# Happy 12th Birthday Narys!!



## NarysDad (Apr 29, 2010)

Happy Birthday Narys Policia Slovakia


----------



## PatchonGSD (Jun 27, 2012)

What a handsome boy!


----------



## Loneforce (Feb 12, 2012)

:birthday: Narys and many more!!


----------



## RocketDog (Sep 25, 2011)

Wow! How awesome! Hope you enjoy your special day Nary! 

Btw, he looks stunning.


----------



## Nigel (Jul 10, 2012)

Happy Birthday Nary! He is a very handsome boy! His legs/paws are huge.


----------



## NarysDad (Apr 29, 2010)

Thanks, it will be hard for any of our boys to fill this ones shoes. We owe the Ramhausen kennels for making it all possible to have sared our lives with him.


----------



## Debbieg (Jun 7, 2009)

Happy Birthday handsome!

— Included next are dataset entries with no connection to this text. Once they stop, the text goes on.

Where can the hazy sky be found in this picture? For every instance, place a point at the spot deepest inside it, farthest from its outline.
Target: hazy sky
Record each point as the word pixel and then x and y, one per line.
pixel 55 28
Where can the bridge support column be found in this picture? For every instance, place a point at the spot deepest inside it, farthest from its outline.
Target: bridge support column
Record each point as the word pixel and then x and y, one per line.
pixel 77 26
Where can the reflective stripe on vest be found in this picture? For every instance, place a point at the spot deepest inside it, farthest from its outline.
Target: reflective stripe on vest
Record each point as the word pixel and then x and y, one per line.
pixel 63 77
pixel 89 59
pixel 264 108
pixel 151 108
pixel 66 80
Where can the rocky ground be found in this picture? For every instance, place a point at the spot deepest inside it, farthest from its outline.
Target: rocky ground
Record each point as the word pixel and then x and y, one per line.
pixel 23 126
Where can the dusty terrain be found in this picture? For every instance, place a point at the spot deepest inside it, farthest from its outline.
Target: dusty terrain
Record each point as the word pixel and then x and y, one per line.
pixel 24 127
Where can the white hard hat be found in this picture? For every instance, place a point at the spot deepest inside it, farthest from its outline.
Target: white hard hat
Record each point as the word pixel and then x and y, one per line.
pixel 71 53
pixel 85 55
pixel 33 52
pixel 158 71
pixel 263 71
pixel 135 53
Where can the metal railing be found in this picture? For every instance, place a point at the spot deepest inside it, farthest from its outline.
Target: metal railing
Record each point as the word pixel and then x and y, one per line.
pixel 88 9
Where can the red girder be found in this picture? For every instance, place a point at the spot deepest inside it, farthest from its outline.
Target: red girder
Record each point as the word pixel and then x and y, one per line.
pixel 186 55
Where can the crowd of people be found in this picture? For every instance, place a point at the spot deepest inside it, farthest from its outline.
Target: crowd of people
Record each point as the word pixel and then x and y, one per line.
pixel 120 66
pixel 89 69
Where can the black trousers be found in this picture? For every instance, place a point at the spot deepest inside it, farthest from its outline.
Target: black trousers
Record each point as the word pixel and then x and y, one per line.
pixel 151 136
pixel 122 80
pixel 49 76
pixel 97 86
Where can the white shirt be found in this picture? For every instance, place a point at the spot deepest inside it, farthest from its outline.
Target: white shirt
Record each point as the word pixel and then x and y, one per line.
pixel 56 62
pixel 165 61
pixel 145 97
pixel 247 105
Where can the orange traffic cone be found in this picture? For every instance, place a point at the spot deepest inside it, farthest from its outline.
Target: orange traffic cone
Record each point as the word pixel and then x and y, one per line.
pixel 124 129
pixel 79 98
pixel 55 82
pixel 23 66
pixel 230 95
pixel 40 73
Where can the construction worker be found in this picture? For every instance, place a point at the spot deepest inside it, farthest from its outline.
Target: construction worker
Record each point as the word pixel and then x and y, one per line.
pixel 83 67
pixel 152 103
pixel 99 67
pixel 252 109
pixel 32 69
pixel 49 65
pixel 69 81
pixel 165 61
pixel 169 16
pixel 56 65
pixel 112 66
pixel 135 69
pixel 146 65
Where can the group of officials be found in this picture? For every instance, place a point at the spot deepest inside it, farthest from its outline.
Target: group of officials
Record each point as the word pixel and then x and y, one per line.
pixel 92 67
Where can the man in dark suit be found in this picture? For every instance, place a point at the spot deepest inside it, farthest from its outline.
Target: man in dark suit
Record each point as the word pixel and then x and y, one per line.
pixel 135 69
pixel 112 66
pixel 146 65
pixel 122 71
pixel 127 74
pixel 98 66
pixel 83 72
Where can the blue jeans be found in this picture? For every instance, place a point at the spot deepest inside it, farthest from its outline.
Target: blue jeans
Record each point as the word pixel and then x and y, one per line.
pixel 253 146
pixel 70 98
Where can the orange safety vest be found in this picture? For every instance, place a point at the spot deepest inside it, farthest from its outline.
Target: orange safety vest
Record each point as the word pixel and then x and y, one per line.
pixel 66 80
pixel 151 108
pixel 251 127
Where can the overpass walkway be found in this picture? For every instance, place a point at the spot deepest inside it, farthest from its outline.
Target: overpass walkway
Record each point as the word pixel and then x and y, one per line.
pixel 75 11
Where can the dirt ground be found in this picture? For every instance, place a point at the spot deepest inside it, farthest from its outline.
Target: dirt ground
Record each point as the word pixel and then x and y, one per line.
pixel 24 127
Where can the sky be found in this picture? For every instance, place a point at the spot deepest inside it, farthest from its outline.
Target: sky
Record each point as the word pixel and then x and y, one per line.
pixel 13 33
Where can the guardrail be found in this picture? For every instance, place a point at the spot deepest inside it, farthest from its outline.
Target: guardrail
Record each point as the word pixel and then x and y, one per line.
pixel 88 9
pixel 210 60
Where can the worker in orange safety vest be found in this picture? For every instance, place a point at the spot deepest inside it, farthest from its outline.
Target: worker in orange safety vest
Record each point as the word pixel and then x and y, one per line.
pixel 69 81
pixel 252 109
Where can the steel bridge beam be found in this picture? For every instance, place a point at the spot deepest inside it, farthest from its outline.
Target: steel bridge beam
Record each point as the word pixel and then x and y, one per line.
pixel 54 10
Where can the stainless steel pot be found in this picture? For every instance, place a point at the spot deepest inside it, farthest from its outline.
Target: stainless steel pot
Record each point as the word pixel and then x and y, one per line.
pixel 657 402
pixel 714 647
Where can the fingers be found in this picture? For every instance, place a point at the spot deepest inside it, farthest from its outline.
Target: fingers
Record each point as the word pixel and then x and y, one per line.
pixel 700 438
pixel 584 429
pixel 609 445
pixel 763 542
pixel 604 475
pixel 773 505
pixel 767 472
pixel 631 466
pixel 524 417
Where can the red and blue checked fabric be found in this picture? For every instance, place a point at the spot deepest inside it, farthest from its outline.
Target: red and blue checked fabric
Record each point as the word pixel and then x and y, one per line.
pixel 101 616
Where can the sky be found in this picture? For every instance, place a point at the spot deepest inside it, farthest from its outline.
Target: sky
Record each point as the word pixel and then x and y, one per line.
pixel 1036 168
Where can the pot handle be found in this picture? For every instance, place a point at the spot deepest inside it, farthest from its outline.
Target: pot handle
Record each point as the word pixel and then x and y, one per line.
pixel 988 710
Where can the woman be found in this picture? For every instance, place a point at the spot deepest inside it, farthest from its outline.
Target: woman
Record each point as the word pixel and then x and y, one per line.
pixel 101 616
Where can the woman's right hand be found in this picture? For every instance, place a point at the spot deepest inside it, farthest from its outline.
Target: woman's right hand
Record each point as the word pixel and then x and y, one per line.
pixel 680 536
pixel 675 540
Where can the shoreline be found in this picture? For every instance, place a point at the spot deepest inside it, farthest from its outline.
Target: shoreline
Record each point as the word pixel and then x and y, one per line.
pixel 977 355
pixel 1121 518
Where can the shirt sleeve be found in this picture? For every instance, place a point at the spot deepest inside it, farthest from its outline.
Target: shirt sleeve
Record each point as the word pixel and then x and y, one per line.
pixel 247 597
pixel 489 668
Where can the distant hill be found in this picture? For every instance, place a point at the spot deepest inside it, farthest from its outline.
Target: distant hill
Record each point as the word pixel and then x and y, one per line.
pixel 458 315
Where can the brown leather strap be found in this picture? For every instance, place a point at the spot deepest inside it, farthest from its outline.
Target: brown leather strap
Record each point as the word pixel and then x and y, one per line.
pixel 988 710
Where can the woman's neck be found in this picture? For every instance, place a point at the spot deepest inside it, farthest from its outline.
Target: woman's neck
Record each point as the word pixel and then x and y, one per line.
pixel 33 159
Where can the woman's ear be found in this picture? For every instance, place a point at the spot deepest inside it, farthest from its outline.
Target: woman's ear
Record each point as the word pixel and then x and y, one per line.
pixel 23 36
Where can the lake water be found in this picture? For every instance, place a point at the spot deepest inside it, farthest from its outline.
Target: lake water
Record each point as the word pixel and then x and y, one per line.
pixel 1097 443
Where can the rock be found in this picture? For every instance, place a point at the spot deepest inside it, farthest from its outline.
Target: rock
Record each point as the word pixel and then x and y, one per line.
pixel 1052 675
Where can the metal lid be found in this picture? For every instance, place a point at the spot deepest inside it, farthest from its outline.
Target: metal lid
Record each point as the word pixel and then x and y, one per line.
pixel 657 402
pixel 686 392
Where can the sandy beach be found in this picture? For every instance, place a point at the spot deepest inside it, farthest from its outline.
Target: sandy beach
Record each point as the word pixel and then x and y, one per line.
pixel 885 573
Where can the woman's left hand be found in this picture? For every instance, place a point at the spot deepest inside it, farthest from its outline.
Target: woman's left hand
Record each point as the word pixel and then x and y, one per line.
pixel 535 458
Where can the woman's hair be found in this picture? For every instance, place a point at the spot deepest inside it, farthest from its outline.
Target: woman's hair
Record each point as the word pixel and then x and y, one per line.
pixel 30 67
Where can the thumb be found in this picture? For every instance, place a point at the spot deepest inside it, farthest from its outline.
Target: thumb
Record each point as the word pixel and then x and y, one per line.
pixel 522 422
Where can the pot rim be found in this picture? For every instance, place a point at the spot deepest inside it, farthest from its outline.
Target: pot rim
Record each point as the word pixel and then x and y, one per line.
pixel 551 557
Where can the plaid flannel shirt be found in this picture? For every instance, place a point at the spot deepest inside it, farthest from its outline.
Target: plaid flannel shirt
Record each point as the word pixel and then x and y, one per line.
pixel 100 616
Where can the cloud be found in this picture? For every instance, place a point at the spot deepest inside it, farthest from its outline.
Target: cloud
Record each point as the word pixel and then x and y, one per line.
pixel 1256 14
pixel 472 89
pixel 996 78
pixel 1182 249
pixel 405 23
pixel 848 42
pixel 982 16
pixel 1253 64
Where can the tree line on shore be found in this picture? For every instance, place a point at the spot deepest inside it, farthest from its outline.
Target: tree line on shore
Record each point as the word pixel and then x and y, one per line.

Great to see a GSD look so good at 12!:birthday:


----------



## lorihd (Nov 30, 2011)

happy birthday, you handsome boy


----------



## kelina (Nov 17, 2012)

Awww happy bday ))))


----------



## Jag (Jul 27, 2012)

GREAT looking boy!! Happy birthday!!


----------



## FrankieC (Aug 15, 2012)

Happy 12th Nary!


----------



## Zeeva (Aug 10, 2010)

Owee happy birthday handsome!


----------